Gilbert B Norman wrote:Moving on, I think all recognize that MM&A got toasted at Megantic and could well end up dissolved as a corporate entity. Their insurer, who knows, especially what if some lawyer finds a way around any stated policy limits?
Now lets presume the rail properties of MM&A and MM&A Canada are up for sale, the logical buyer would be Canadian Pacific and its US Sub SOO Line. But as an alternative , might CP consider an interchange first with its SOO (D&H) to Mechanicville, thence Pan Am (B&M MEC) to Eastport and Irving Oil's own road to St John?
CP may simply conclude that existing MM&A track (FRA Class 2 maybe?) is so deteriorated that they cannot safely move heavy HAZMAT trains over such and that continued operation over such would just be another accident waiting to happen. I have no idea to what extent the existing marketing arrangement between PAR and NS is mutually exclusive and/or could Pan Am handle not only their existing oil traffic plus that of CP and with the MM&A simply abandoned.
Anyone; or is there simply no reasonable alternative and the existing MM&A lines continue in operation?

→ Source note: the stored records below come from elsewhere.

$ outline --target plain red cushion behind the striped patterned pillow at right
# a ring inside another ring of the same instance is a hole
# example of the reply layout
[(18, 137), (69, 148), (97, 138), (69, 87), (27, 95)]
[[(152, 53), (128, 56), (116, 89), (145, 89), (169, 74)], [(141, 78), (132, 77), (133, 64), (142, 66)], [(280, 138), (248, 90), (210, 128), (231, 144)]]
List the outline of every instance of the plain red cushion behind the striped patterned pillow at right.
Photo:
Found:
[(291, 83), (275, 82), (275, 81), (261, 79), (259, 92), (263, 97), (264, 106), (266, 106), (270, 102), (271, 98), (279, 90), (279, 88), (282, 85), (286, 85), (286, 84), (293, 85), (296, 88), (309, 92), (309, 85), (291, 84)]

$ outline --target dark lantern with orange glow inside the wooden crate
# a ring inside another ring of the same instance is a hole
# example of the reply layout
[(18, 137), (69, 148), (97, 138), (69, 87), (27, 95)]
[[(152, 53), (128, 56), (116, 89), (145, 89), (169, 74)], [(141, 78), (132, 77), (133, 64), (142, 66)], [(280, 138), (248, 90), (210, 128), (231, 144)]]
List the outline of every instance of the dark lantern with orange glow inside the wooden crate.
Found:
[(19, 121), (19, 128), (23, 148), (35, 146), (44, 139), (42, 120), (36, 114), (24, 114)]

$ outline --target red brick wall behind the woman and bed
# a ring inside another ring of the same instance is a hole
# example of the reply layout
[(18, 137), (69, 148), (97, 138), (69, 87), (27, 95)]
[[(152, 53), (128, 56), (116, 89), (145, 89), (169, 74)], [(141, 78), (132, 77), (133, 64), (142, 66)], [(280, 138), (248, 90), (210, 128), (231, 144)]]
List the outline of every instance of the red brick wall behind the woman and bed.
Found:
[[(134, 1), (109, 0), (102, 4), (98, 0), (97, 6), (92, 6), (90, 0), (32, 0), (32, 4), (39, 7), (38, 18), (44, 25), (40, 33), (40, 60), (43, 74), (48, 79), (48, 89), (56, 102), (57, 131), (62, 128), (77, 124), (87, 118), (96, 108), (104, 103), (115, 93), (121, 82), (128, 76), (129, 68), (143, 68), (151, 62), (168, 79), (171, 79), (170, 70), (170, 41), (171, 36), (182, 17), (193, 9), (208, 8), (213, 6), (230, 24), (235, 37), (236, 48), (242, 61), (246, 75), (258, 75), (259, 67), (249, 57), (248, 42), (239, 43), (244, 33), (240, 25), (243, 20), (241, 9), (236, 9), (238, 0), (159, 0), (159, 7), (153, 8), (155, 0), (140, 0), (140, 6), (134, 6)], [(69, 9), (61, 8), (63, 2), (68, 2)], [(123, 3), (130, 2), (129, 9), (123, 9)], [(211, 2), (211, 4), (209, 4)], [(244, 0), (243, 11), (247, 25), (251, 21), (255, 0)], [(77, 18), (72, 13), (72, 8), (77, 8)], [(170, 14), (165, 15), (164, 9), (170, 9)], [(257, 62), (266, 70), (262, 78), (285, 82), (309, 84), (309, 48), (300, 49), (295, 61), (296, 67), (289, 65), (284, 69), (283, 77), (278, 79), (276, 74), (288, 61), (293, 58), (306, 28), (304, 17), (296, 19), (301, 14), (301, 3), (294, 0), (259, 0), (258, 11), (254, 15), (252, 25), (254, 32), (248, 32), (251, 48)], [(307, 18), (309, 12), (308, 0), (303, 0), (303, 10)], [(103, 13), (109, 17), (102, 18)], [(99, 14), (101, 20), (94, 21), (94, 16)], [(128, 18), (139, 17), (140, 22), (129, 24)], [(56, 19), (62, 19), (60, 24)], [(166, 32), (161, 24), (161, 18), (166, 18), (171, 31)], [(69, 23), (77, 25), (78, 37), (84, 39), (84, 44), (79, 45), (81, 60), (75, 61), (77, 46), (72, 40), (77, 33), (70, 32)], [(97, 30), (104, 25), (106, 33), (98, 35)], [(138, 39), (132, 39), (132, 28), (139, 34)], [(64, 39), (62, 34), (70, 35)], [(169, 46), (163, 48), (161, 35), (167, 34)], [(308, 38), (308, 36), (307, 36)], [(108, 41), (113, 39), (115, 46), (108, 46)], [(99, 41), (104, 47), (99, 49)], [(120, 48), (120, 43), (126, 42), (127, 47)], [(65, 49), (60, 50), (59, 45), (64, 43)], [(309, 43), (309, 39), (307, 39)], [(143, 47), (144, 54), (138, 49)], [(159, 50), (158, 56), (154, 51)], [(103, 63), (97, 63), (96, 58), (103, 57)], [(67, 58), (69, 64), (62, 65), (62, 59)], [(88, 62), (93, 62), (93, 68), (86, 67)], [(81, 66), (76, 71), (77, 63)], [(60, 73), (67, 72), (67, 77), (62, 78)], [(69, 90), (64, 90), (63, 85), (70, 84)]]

I disagree with you here Mr. Norman. CP, with EHH at the helm, is more concerned right now with service issues on the SOO, namely capacity in the Bakken, as well as getting their financial house in order. CP is plenty happy west of Montreal, and as much as I would like to see CP red in Maine, I believe the most likely buyer in this situation is J.D. Irving's rail division. And Irving, even the non-oil Irvings, has deep pockets. Additionally where Irving is already operating the northern half of the Bangor and Aroostook and doing very well I see no reason why they wouldnt be interested in the other half. Searsport would have many possibilities with an Irving railroad running the show. They are a really aggressive and well run regional that does something Maine's other railroads seem to lack-customer service.

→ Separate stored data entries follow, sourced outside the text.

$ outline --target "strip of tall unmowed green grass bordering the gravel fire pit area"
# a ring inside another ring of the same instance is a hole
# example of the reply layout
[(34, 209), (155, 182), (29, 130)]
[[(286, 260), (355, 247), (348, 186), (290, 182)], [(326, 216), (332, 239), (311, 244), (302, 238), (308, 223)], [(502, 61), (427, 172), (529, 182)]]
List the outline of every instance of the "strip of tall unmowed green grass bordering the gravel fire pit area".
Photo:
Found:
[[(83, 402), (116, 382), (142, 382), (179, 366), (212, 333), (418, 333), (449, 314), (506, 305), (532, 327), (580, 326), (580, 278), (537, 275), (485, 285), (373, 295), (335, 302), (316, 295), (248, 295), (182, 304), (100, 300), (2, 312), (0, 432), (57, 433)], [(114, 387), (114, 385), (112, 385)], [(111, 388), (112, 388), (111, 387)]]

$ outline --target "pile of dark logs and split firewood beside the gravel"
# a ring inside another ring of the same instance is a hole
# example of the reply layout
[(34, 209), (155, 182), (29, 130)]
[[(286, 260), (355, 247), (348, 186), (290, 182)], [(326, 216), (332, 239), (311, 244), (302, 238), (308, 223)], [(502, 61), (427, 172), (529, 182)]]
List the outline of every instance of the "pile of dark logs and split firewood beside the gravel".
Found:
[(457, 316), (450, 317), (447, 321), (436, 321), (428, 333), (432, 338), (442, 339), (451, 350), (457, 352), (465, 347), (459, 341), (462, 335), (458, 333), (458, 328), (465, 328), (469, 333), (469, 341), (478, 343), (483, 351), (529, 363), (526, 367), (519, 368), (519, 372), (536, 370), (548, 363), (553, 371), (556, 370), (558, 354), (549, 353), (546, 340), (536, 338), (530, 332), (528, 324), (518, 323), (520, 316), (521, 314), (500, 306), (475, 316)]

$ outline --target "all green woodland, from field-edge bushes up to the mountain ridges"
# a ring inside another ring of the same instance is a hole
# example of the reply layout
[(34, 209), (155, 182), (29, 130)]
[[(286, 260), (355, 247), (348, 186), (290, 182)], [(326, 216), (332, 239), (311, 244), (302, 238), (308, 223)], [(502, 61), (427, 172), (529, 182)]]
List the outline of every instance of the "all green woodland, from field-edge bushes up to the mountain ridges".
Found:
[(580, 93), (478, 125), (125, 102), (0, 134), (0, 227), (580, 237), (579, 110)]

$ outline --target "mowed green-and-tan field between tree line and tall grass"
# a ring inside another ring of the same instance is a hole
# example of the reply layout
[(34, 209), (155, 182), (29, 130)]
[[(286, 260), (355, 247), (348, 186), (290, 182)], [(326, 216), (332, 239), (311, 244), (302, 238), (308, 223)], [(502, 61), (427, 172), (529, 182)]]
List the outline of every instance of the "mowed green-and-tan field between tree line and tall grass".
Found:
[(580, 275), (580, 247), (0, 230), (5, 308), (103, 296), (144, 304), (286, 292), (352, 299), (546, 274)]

I highly doubt the MM&A's portion of the CP line will be abandoned, there are too many possibilities with the line, and its the only clearance route through the state of Maine. Auto racks and occasional IM service were paying the bills prior to oil coming about. Also without a connection in Montreal, or Brownville, NBSR/EMRY/MNR is reliant solely on Pan Am, not something that would be good for business... Don't write off the MM&A line for crude either. Much of Pan Am's line, especially east of Northern Maine Junction, is Class 1 or II track. Just like on MM&A major disasters will be avoided as long as things are down slowly
. My guess is that traffic on the line will rebound after the crime scene is released at Megantic and the railroad can be reopened. I doubt much will change, racks, wood and crude will return, behind green EMD's with yellow lettering.

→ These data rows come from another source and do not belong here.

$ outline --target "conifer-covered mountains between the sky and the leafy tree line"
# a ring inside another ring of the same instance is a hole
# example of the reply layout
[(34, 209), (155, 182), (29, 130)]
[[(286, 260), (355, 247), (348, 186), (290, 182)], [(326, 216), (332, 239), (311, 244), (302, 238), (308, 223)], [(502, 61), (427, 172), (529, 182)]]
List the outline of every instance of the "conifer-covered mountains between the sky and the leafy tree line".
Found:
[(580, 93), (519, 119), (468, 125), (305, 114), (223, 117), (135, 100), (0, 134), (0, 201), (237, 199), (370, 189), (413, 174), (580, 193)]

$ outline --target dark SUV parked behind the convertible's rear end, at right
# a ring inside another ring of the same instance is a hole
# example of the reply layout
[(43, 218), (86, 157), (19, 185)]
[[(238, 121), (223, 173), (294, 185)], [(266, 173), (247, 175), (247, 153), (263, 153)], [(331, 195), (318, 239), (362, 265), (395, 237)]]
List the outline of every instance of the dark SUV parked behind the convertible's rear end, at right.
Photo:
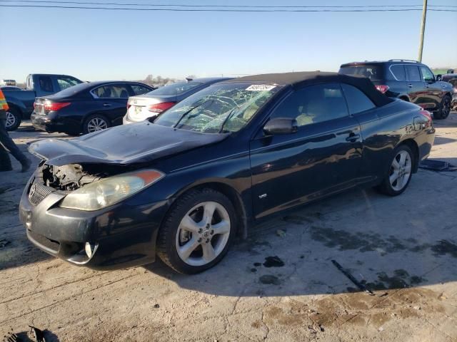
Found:
[(346, 63), (341, 65), (339, 73), (366, 76), (381, 93), (416, 103), (433, 112), (435, 119), (446, 119), (451, 112), (451, 83), (437, 81), (430, 68), (418, 61)]

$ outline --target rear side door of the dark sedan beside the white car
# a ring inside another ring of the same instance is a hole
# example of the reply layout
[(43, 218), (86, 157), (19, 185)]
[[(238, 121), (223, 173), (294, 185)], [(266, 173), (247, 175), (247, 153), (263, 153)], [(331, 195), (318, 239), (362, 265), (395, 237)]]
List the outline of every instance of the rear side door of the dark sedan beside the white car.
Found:
[(91, 90), (94, 96), (94, 111), (106, 116), (112, 125), (121, 125), (126, 113), (129, 90), (125, 83), (109, 83)]

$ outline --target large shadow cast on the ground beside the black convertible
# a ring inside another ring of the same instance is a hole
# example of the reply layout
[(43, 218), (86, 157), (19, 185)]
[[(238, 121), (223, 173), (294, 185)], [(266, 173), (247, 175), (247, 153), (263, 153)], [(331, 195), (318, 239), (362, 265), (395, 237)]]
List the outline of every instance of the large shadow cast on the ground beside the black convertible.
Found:
[(413, 180), (416, 191), (401, 197), (353, 190), (258, 224), (220, 264), (201, 274), (177, 274), (161, 261), (145, 268), (181, 288), (218, 296), (360, 291), (332, 260), (375, 294), (456, 281), (453, 223), (428, 212), (421, 219), (414, 214), (418, 208), (407, 204), (422, 192), (419, 182)]

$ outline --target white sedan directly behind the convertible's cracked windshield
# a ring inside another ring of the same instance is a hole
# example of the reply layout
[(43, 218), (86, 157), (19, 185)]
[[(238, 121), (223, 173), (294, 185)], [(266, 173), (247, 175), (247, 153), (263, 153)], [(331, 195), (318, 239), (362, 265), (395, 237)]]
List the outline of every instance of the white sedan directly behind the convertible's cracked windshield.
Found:
[(124, 125), (138, 123), (147, 118), (157, 116), (197, 91), (209, 87), (216, 82), (229, 79), (231, 78), (196, 78), (194, 80), (172, 83), (141, 96), (132, 96), (127, 103), (127, 113), (124, 115), (123, 123)]

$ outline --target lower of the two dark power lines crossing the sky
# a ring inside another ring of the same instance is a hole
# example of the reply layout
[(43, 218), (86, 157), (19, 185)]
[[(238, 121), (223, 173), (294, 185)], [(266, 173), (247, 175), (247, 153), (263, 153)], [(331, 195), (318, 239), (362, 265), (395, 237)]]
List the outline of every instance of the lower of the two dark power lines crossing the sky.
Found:
[[(91, 3), (85, 3), (91, 4)], [(129, 4), (131, 6), (131, 4)], [(406, 12), (422, 11), (422, 9), (131, 9), (128, 7), (94, 7), (94, 6), (57, 6), (57, 5), (2, 5), (12, 8), (39, 8), (39, 9), (99, 9), (106, 11), (173, 11), (173, 12)], [(457, 9), (429, 9), (428, 11), (457, 12)]]

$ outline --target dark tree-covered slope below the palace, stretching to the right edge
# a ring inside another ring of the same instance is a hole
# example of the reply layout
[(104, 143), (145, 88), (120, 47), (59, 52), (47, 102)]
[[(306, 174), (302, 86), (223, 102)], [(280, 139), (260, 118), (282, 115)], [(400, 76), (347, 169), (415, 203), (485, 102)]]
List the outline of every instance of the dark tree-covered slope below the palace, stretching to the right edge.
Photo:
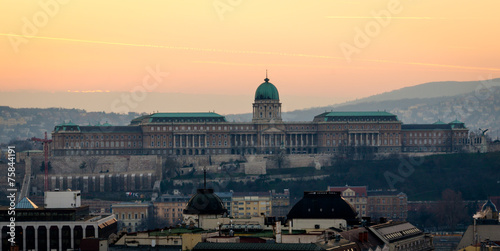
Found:
[[(465, 200), (484, 200), (500, 195), (500, 152), (478, 154), (461, 153), (432, 155), (421, 158), (391, 156), (383, 160), (345, 160), (332, 167), (273, 169), (255, 182), (210, 184), (216, 191), (265, 192), (289, 188), (293, 198), (301, 198), (304, 191), (326, 190), (328, 186), (368, 186), (368, 189), (397, 189), (409, 200), (439, 200), (442, 192), (452, 189), (461, 192)], [(283, 181), (277, 174), (306, 177), (328, 174), (321, 180), (299, 179)], [(228, 174), (231, 175), (231, 174)], [(201, 180), (201, 178), (200, 178)], [(196, 182), (196, 181), (195, 181)], [(201, 184), (201, 183), (199, 183)], [(164, 192), (181, 189), (192, 193), (197, 185), (174, 186), (165, 181)]]

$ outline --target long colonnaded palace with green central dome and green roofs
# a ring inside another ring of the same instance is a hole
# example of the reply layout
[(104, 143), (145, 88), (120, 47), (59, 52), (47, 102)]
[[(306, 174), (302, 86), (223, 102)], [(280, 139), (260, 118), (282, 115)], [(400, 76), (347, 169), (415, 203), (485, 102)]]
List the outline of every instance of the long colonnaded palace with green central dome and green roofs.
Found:
[(54, 128), (52, 154), (390, 154), (457, 152), (467, 144), (469, 129), (458, 120), (403, 124), (385, 111), (332, 111), (310, 122), (283, 121), (278, 89), (264, 81), (255, 92), (251, 122), (228, 122), (213, 112), (154, 113), (128, 126), (69, 122)]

Also to clarify another point that seems to get commonly confused. Irving Oil doesn't own or operate any railroads. J.D. Irving is the rail operator and is largely a transportation and wood products company (Sunbury Transport, NB Rail, Midland Trucking, Irving Woodlands, Irving Pulp and Tissue...) Irving Oil is the same family of Irvings, I believe father and 2 sons, from Saint John but besides management sharing a table at Thanksgiving, the companies are separate entities.
And another, Pan Am is not currently running any oil with an NS routing. Oil to Saint John is following three routings. BNSF-CSX-PAR-EMRY/NBSR or BNSF-CN-NBSR or SOO-CP-MMA-EMRY/NBSR. Their is no exclusiveness to the Pan Am Southern deal as PAS is a common carrier and is competing for any business. I'm sure they would gladly take the oil off CP, but I think that will continue to flow across the International of Maine once the line is reopened.